Hurricane Ian has been the single largest loss-causing event of 2022 so far.

December 20, 2022

A recent study published by Swiss Re Institute has found that natural disasters in America have led to an estimated US$260 billion in damage so far this year. Of those losses, $115 billion were insured, which is 42% higher than the 10-year average of $81 billion in insured losses.

Hurricane Ian has been the single largest loss-causing event of the year to date, with an estimated insured loss of $50–65 billion.

The report attributes the year-by-year increase in damages to multiple factors, ranging from climate change and gas emissions to poor development planning and a lack of preventative measures.

“Extreme weather events have led to high insured losses in 2022, underpinning a risk on the rise and unfolding on every continent,” said Martin Bertogg, head of catastrophe perils at Swiss Re, in the report. “Urban development, wealth accumulation in disaster-prone areas, inflation, and climate change are key factors at play, turning extreme weather into ever-rising natural catastrophe losses. When Hurricane Andrew struck 30 years ago, a $20 billion loss event had never occurred before—now there have been seven such hurricanes in just the past six years.”

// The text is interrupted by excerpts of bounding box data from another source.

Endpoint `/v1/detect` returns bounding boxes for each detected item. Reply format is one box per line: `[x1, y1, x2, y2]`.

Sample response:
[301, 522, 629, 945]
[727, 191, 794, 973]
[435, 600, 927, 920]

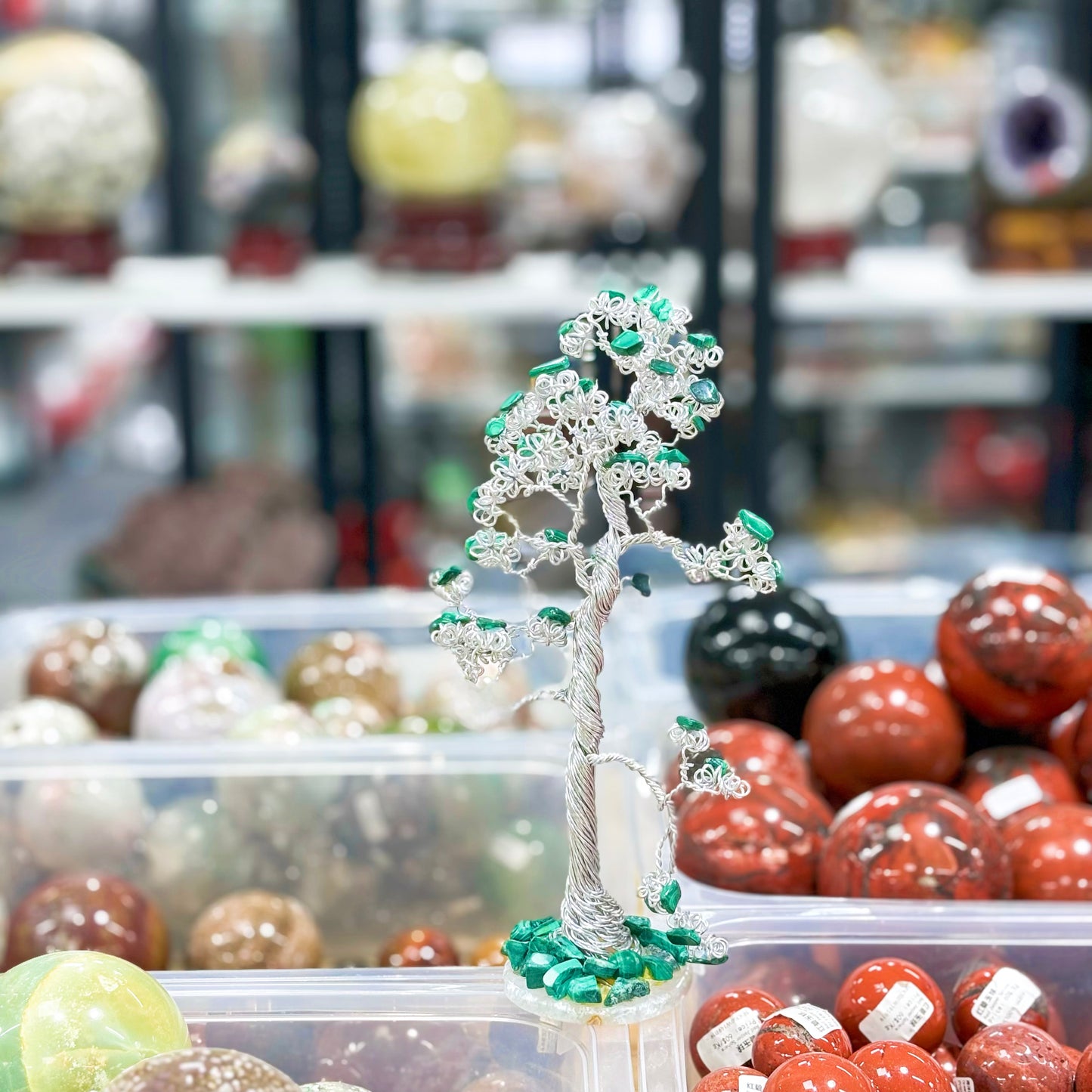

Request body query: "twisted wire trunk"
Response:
[561, 527, 631, 954]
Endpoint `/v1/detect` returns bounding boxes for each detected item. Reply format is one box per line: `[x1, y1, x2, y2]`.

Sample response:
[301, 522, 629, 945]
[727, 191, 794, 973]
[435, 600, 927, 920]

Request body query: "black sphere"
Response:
[685, 584, 846, 738]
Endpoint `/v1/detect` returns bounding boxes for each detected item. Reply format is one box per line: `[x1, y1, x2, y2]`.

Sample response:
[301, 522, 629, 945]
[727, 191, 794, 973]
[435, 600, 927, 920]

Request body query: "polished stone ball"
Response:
[685, 584, 846, 737]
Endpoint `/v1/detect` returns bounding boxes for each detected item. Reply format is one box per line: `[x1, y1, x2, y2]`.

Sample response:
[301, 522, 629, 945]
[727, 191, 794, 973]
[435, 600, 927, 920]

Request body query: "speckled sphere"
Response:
[133, 654, 280, 743]
[1001, 804, 1092, 901]
[763, 1053, 876, 1092]
[675, 775, 831, 894]
[685, 584, 846, 736]
[955, 1023, 1073, 1092]
[0, 698, 98, 747]
[284, 630, 400, 719]
[804, 660, 965, 800]
[311, 698, 390, 739]
[187, 890, 322, 971]
[937, 566, 1092, 729]
[834, 959, 948, 1052]
[689, 986, 782, 1077]
[818, 781, 1013, 899]
[694, 1066, 766, 1092]
[378, 930, 459, 967]
[957, 747, 1082, 822]
[15, 778, 147, 874]
[26, 618, 147, 736]
[664, 721, 812, 792]
[5, 873, 170, 971]
[107, 1046, 299, 1092]
[0, 952, 190, 1092]
[751, 1004, 851, 1077]
[952, 963, 1050, 1043]
[849, 1041, 952, 1092]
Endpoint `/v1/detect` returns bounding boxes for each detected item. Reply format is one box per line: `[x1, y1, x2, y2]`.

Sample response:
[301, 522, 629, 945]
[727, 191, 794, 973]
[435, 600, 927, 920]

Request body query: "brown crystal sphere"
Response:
[106, 1046, 299, 1092]
[694, 1066, 763, 1092]
[379, 930, 459, 967]
[5, 873, 170, 971]
[675, 773, 832, 894]
[818, 781, 1013, 899]
[849, 1041, 954, 1092]
[26, 618, 147, 736]
[804, 660, 965, 800]
[937, 566, 1092, 729]
[664, 721, 812, 792]
[955, 1023, 1073, 1092]
[765, 1053, 876, 1092]
[751, 1004, 851, 1077]
[284, 630, 400, 719]
[952, 962, 1050, 1043]
[834, 957, 948, 1050]
[689, 986, 781, 1077]
[187, 890, 322, 971]
[1001, 804, 1092, 901]
[959, 747, 1082, 822]
[469, 933, 508, 967]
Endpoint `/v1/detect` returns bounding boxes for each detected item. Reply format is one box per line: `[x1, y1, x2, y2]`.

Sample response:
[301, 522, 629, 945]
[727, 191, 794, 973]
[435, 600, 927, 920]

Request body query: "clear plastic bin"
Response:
[685, 902, 1092, 1084]
[162, 970, 685, 1092]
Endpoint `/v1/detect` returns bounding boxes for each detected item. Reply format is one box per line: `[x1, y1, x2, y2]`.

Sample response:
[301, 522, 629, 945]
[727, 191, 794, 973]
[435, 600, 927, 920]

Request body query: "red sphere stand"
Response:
[366, 200, 511, 273]
[0, 226, 121, 277]
[225, 224, 309, 277]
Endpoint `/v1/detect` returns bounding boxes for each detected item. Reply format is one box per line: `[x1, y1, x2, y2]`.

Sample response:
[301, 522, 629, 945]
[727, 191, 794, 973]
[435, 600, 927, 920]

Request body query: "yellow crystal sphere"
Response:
[0, 30, 162, 231]
[0, 952, 190, 1092]
[349, 45, 513, 199]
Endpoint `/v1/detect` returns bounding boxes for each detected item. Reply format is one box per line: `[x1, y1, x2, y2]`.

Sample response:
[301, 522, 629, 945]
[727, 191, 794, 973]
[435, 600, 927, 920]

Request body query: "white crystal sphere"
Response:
[0, 30, 162, 231]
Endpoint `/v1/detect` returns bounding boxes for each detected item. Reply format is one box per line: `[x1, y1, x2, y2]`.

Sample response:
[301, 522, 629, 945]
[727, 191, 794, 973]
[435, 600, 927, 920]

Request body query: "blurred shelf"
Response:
[0, 250, 701, 329]
[775, 248, 1092, 322]
[773, 360, 1050, 410]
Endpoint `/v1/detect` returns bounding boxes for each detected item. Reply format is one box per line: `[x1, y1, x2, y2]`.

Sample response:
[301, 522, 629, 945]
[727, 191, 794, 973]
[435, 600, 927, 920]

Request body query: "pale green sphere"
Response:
[0, 952, 190, 1092]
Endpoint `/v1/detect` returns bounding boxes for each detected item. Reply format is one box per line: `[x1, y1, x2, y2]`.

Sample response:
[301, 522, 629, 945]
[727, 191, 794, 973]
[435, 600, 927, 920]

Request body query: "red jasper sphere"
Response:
[957, 747, 1082, 822]
[849, 1040, 952, 1092]
[937, 566, 1092, 729]
[765, 1053, 876, 1092]
[1001, 804, 1092, 901]
[689, 986, 782, 1075]
[675, 773, 832, 894]
[751, 1004, 851, 1075]
[818, 781, 1011, 899]
[834, 957, 948, 1050]
[804, 660, 965, 800]
[952, 963, 1050, 1043]
[957, 1023, 1073, 1092]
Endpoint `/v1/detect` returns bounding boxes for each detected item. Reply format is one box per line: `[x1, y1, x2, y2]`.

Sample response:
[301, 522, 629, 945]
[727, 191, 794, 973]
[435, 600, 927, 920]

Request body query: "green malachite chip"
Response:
[738, 508, 773, 543]
[611, 329, 645, 356]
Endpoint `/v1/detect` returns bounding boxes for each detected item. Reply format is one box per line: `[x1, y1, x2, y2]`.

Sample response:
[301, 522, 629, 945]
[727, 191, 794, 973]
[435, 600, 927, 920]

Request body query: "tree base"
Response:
[505, 963, 692, 1024]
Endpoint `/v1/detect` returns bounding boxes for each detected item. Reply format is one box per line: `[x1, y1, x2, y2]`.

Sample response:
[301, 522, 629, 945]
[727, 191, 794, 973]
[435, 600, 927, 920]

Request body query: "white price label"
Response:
[698, 1008, 763, 1070]
[861, 981, 933, 1043]
[982, 773, 1043, 820]
[971, 967, 1041, 1028]
[775, 1004, 842, 1038]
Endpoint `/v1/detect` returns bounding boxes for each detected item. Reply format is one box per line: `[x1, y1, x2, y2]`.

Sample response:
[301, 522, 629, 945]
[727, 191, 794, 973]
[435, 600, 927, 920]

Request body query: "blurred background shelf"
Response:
[0, 250, 701, 329]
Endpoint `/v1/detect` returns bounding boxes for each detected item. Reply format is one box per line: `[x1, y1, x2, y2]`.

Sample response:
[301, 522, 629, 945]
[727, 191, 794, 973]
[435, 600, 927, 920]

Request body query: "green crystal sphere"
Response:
[0, 952, 190, 1092]
[149, 618, 270, 676]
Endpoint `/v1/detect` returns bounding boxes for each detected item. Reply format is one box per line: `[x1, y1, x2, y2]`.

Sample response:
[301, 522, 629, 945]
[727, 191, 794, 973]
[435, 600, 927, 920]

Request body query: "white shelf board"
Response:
[775, 248, 1092, 322]
[0, 251, 701, 329]
[773, 360, 1050, 410]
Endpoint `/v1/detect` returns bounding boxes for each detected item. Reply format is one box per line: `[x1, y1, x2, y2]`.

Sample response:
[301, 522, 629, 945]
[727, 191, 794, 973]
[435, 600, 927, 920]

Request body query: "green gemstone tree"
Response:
[429, 285, 780, 1006]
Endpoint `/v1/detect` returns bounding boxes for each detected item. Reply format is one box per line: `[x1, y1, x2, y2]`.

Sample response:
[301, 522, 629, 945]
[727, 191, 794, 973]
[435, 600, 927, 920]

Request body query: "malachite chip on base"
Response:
[611, 329, 645, 356]
[738, 508, 773, 543]
[0, 951, 190, 1092]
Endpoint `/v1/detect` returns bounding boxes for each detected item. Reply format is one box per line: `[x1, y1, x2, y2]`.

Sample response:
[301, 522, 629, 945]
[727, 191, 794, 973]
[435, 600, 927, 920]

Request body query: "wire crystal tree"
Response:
[429, 285, 780, 1006]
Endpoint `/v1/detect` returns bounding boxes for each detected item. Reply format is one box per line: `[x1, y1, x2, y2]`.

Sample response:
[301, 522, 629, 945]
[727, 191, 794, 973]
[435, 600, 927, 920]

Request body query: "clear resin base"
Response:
[505, 963, 691, 1024]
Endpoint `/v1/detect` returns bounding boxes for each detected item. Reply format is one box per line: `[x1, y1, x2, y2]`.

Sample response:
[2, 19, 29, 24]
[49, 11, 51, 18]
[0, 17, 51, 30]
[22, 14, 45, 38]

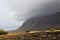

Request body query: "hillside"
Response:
[17, 12, 60, 31]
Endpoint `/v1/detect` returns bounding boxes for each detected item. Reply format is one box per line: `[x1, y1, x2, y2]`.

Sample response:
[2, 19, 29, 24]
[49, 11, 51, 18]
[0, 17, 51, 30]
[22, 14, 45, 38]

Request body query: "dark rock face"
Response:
[18, 12, 60, 31]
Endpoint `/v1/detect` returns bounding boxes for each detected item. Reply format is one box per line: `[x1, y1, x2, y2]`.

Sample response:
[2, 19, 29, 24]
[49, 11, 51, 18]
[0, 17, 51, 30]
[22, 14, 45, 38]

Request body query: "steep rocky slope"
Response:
[17, 12, 60, 31]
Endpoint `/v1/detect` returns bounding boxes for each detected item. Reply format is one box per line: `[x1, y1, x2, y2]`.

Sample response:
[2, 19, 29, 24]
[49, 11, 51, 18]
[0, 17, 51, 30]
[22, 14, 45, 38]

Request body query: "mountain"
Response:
[17, 12, 60, 31]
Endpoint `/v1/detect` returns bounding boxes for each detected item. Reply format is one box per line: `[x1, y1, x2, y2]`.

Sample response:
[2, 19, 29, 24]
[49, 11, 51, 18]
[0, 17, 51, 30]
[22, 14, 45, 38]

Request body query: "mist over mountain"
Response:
[17, 12, 60, 31]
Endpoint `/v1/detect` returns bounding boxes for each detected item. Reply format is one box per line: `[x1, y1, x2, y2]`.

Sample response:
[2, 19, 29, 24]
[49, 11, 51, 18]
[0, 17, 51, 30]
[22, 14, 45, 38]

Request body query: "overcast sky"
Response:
[0, 0, 60, 30]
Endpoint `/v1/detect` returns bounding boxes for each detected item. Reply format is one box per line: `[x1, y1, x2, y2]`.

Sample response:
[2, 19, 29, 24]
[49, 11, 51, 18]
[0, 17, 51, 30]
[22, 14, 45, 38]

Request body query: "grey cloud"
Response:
[3, 0, 60, 21]
[17, 0, 60, 20]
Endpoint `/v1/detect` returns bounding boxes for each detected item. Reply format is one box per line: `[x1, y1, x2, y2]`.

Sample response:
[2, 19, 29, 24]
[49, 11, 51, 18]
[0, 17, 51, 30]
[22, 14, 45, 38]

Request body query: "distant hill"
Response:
[17, 12, 60, 31]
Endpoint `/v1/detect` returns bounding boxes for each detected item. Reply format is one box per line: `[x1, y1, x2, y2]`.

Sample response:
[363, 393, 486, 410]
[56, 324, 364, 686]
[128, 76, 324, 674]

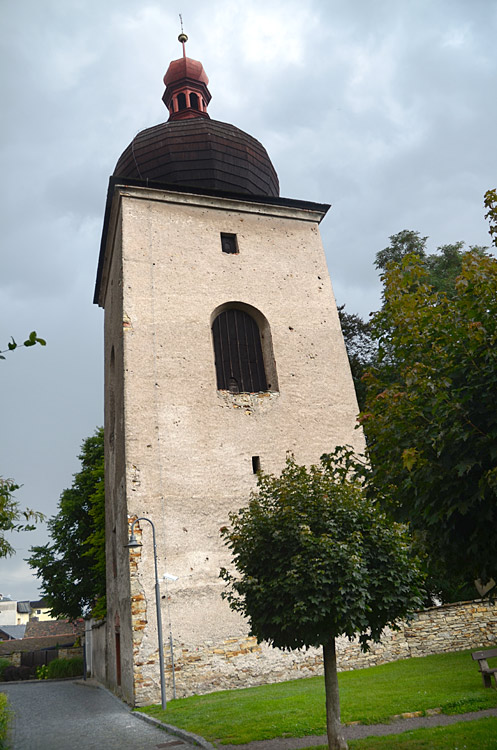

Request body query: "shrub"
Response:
[47, 656, 83, 680]
[3, 664, 31, 682]
[0, 659, 10, 681]
[0, 696, 10, 750]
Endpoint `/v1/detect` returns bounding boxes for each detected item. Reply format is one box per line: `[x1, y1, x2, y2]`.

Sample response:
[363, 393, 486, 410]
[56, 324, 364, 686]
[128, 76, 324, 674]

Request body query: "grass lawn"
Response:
[139, 651, 497, 744]
[306, 718, 497, 750]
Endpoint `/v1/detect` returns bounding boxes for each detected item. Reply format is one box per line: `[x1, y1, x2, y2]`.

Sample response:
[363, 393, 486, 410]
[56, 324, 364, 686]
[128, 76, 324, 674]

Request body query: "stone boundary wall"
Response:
[167, 600, 497, 704]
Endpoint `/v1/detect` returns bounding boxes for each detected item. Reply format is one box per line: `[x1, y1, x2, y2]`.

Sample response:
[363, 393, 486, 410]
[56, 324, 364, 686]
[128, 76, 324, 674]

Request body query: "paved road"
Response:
[0, 680, 202, 750]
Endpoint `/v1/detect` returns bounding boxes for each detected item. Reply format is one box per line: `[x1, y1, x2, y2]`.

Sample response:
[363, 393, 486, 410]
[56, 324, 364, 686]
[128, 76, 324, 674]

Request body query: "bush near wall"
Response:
[0, 693, 10, 750]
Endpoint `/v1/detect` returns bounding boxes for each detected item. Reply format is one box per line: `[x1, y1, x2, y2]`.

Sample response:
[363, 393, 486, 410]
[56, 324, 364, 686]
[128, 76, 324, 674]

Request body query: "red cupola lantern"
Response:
[162, 33, 211, 120]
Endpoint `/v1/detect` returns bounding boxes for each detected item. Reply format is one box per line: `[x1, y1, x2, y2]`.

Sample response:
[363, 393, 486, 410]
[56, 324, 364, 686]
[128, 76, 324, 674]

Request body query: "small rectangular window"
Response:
[252, 456, 261, 474]
[221, 232, 238, 255]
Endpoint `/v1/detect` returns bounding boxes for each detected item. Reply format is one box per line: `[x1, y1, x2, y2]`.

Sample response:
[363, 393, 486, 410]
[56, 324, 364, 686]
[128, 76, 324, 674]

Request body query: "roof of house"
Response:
[24, 619, 85, 638]
[29, 599, 48, 609]
[0, 625, 26, 640]
[0, 634, 78, 658]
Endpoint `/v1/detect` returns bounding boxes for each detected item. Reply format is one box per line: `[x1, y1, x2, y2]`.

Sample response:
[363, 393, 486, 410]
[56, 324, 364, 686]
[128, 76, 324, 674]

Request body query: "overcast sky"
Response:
[0, 0, 497, 599]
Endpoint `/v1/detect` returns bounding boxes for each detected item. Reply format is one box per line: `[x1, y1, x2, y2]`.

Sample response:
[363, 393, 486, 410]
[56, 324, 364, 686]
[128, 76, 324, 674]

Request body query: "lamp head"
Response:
[124, 531, 143, 549]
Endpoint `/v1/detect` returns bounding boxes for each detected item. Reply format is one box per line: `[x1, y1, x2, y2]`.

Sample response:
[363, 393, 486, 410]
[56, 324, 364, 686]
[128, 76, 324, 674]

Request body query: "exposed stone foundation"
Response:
[135, 601, 497, 705]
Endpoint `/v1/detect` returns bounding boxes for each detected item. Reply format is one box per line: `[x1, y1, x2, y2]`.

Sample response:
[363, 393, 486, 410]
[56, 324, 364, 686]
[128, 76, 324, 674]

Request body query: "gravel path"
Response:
[4, 680, 497, 750]
[0, 680, 207, 750]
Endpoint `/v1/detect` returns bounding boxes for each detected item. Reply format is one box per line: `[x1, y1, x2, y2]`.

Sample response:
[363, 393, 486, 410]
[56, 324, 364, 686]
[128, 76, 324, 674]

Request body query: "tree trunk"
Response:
[323, 637, 348, 750]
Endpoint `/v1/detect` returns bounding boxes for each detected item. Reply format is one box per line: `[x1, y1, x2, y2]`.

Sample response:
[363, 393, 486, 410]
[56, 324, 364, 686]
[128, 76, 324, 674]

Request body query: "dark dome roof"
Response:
[114, 117, 279, 197]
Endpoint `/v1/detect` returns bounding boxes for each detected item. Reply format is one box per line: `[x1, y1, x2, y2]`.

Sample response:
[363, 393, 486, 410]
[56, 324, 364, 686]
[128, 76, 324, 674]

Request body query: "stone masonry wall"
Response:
[153, 601, 497, 697]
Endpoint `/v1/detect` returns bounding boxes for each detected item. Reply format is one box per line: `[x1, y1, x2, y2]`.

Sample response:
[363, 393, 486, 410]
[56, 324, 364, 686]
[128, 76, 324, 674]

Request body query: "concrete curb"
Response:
[75, 677, 216, 750]
[131, 711, 216, 750]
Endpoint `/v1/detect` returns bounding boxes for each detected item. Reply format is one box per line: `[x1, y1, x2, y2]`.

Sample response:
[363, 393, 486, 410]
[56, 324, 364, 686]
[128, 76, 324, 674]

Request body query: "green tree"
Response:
[485, 188, 497, 247]
[220, 456, 422, 749]
[28, 428, 105, 619]
[0, 477, 44, 558]
[360, 254, 497, 600]
[338, 235, 487, 411]
[0, 331, 47, 359]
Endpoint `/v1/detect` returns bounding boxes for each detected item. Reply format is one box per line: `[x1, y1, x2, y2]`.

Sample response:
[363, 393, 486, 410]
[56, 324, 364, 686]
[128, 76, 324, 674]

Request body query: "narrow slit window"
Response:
[221, 232, 238, 255]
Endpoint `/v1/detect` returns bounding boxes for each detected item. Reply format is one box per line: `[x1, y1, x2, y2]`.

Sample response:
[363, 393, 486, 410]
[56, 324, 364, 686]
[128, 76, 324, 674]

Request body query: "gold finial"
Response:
[178, 13, 188, 47]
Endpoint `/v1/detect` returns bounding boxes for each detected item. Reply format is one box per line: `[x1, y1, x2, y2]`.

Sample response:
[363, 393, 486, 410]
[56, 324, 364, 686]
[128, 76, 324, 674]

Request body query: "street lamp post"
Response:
[124, 517, 167, 708]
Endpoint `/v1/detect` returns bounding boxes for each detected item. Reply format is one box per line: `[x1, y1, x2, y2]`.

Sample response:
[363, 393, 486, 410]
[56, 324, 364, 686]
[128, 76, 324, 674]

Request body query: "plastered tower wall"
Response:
[100, 187, 363, 704]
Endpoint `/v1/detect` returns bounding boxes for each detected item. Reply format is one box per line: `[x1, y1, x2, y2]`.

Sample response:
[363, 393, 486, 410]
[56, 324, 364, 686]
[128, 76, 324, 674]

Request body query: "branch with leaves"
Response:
[0, 331, 47, 359]
[0, 477, 45, 558]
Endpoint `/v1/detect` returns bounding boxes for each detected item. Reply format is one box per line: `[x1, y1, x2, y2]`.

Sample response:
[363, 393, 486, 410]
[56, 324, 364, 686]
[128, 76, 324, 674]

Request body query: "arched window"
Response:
[212, 308, 268, 393]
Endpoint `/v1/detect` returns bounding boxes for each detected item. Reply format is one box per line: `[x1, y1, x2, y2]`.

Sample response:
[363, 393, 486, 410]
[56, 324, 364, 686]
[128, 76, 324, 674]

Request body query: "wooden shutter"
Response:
[212, 309, 267, 393]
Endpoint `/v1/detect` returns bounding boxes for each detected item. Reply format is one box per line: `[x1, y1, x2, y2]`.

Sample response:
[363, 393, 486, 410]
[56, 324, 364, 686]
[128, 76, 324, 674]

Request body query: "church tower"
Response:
[95, 34, 362, 705]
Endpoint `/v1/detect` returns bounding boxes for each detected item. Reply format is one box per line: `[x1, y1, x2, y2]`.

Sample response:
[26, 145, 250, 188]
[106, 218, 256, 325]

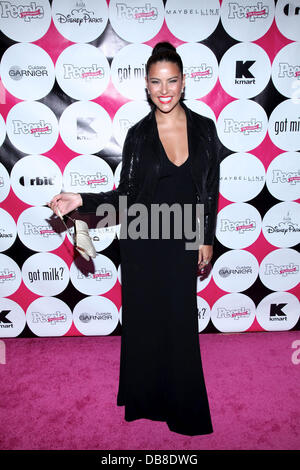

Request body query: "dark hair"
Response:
[146, 42, 183, 76]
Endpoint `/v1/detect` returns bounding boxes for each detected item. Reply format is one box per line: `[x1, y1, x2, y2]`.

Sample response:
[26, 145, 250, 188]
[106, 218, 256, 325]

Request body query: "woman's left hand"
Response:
[198, 245, 213, 269]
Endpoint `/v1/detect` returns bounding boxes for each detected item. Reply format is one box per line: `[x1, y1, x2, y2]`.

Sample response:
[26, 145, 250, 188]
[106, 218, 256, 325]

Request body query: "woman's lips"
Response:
[158, 96, 173, 104]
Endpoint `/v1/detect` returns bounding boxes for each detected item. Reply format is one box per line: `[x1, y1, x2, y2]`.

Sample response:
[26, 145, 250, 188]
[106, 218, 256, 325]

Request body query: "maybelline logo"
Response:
[116, 3, 158, 23]
[0, 310, 13, 328]
[165, 8, 220, 16]
[266, 212, 300, 235]
[12, 119, 52, 137]
[79, 312, 112, 323]
[0, 2, 44, 23]
[278, 62, 300, 80]
[63, 64, 104, 80]
[31, 311, 67, 325]
[19, 175, 56, 187]
[264, 262, 299, 277]
[0, 268, 16, 284]
[23, 222, 56, 238]
[56, 6, 103, 26]
[272, 169, 300, 185]
[269, 303, 287, 321]
[183, 63, 213, 82]
[217, 307, 251, 320]
[77, 268, 112, 281]
[234, 60, 256, 85]
[224, 118, 262, 135]
[0, 228, 13, 238]
[70, 171, 108, 189]
[76, 117, 98, 141]
[219, 266, 252, 278]
[228, 2, 269, 23]
[8, 65, 48, 81]
[220, 219, 256, 233]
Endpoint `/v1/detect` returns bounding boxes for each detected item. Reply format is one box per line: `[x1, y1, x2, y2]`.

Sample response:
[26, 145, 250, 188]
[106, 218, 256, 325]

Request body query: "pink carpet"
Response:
[0, 331, 300, 450]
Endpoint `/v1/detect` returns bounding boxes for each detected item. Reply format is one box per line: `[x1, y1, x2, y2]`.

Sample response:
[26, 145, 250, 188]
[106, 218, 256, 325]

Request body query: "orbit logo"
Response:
[63, 155, 114, 193]
[275, 0, 300, 41]
[262, 202, 300, 248]
[52, 0, 108, 43]
[177, 43, 218, 99]
[73, 296, 119, 336]
[220, 153, 266, 202]
[266, 152, 300, 201]
[0, 299, 26, 338]
[17, 207, 65, 251]
[109, 0, 164, 43]
[6, 101, 58, 154]
[26, 297, 72, 336]
[0, 0, 51, 42]
[1, 43, 55, 100]
[213, 250, 259, 292]
[216, 202, 261, 249]
[259, 248, 300, 291]
[272, 43, 300, 98]
[221, 0, 275, 41]
[217, 99, 268, 152]
[219, 43, 271, 98]
[10, 155, 62, 206]
[211, 293, 256, 332]
[256, 292, 300, 331]
[55, 44, 110, 100]
[165, 0, 220, 43]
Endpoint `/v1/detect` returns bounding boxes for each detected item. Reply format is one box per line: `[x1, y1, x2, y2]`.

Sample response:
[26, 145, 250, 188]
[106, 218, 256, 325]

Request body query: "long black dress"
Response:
[117, 138, 212, 436]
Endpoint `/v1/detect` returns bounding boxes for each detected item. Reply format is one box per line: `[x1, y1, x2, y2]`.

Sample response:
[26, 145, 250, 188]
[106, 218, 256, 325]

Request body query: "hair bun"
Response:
[151, 42, 176, 55]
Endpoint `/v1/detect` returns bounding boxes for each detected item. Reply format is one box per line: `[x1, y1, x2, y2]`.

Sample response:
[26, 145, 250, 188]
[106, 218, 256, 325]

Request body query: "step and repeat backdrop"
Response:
[0, 0, 300, 337]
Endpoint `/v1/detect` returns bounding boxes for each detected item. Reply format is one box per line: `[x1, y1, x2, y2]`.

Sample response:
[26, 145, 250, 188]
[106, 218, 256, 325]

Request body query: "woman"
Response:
[49, 43, 219, 436]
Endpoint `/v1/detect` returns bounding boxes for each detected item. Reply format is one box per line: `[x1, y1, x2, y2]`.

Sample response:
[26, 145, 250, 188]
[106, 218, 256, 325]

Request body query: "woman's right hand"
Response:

In Florida, the issue continues to develop due to residents continuously fueling waterfront developments. The state has seen considerable waterfront population growth in recent years, despite being especially vulnerable to rising sea levels, warmer temperatures, and the more powerful storms they cause.

This problem for coastal areas could become worse as glaciers continue to melt and climate change is not dealt with as effectively as needed. According to the Federal Emergency Management Agency, by the end of this century, climate change will increase the size of U.S. areas with a high flood risk by 55% along U.S. coastlines.

This doesn’t even begin to touch on the damage that forest fires and droughts have caused to residential and commercial buildings alike. A recent report from the Pew Charitable Trusts found that the Department of the Interior and the U.S. Forest Service have nearly doubled their combined spending on wildfire management over the last 10 years.